During last month or so, Tom Lane commited changes in PostgreSQL, which were foundations for adding hash-based versions of popular features.
I already described first such feature – DISTINCT.
Now, there were 3 more commits which were related to this:
All 3 were committed by Tom, on 7th of August. Commit messages:
Teach the system how to use hashing for UNION. (INTERSECT/EXCEPT will follow, but seem like a separate patch since most of the remaining work is on the executor side.) I took the opportunity to push selection of the grouping operators for set operations into the parser where it belongs. Otherwise this is just a small exercise in making prepunion.c consider both alternatives. As with the recent DISTINCT patch, this means we can UNION on datatypes that can hash but not sort, and it means that UNION without ORDER BY is no longer certain to produce sorted output.
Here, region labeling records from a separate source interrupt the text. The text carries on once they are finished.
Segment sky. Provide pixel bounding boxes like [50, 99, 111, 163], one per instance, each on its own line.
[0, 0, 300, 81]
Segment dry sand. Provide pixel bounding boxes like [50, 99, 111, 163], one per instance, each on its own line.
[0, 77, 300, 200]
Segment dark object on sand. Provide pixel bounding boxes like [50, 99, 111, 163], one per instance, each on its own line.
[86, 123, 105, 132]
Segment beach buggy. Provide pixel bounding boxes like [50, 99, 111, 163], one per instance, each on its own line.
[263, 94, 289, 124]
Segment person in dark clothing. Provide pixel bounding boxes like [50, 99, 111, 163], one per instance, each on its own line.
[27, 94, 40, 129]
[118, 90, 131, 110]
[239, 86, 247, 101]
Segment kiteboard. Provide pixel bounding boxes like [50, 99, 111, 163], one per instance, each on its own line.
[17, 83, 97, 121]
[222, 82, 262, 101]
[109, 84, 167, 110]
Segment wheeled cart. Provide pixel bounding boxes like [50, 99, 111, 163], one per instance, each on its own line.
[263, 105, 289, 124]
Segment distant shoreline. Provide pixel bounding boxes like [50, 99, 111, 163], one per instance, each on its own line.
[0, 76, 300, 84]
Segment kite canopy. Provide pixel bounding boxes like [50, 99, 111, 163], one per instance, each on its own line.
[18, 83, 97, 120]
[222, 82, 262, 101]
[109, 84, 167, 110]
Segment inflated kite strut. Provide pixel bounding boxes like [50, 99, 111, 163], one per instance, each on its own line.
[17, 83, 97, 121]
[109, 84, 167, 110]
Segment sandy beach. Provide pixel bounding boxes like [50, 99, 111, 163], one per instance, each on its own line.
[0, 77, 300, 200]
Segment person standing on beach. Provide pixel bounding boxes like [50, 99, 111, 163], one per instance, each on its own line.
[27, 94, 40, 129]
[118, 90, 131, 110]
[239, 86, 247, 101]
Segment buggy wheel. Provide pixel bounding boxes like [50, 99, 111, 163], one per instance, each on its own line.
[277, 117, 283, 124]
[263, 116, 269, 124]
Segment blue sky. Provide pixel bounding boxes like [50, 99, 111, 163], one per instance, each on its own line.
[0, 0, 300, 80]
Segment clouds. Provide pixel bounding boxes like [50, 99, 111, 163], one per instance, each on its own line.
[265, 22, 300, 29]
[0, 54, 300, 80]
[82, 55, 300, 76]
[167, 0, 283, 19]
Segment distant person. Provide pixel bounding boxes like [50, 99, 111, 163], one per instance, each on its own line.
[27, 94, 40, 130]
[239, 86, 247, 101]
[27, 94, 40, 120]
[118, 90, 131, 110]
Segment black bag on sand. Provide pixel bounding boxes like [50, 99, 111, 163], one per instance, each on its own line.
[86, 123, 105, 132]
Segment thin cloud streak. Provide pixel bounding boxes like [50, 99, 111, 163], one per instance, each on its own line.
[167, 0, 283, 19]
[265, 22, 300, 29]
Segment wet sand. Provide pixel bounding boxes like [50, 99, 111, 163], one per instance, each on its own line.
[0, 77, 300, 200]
Support hashing for duplicate-elimination in INTERSECT and EXCEPT queries. This completes my project of improving usage of hashing for duplicate elimination (aggregate functions with DISTINCT remain undone, but that's for some other day). As with the previous patches, this means we can INTERSECT/EXCEPT on datatypes that can hash but not sort, and it means that INTERSECT/EXCEPT without ORDER BY are no longer certain to produce sorted output.
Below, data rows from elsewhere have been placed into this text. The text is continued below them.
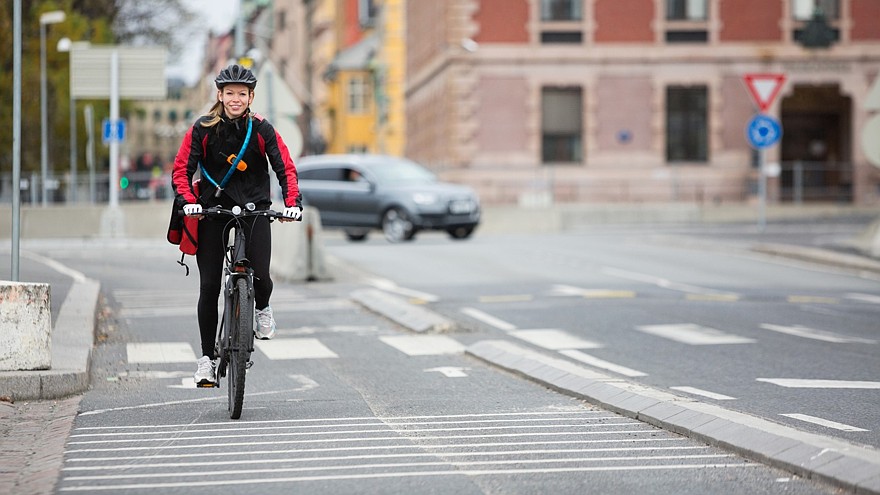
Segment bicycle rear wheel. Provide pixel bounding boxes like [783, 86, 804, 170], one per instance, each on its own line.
[226, 278, 254, 419]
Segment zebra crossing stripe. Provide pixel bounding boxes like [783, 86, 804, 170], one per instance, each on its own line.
[125, 342, 196, 363]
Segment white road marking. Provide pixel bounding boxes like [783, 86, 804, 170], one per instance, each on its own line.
[61, 444, 717, 470]
[125, 342, 196, 363]
[510, 328, 602, 351]
[461, 308, 516, 332]
[254, 338, 339, 361]
[601, 266, 738, 297]
[65, 454, 732, 481]
[423, 366, 470, 378]
[636, 323, 755, 345]
[780, 414, 871, 431]
[379, 335, 465, 356]
[58, 463, 763, 492]
[559, 349, 648, 377]
[669, 387, 736, 400]
[552, 284, 636, 299]
[843, 292, 880, 304]
[761, 323, 877, 344]
[756, 378, 880, 390]
[369, 278, 440, 302]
Improve INTERSECT/EXCEPT hashing by realizing that we don't need to make any hashtable entries for tuples that are found only in the second input: they can never contribute to the output. Furthermore, this implies that the planner should endeavor to put first the smaller (in number of groups) input relation for an INTERSECT. Implement that, and upgrade prepunion's estimation of the number of rows returned by setops so that there's some amount of sanity in the estimate of which one is smaller.
What it means for average user? Basically union, intersect and except can now work faster.
Since the changes are quite obvious I'll skip specific examples and plans of execution, but I would like to use this space to send personal big THANK YOU to Tom Lane for these changes, as I use set operators a lot, and speedup of them is very welcome 🙂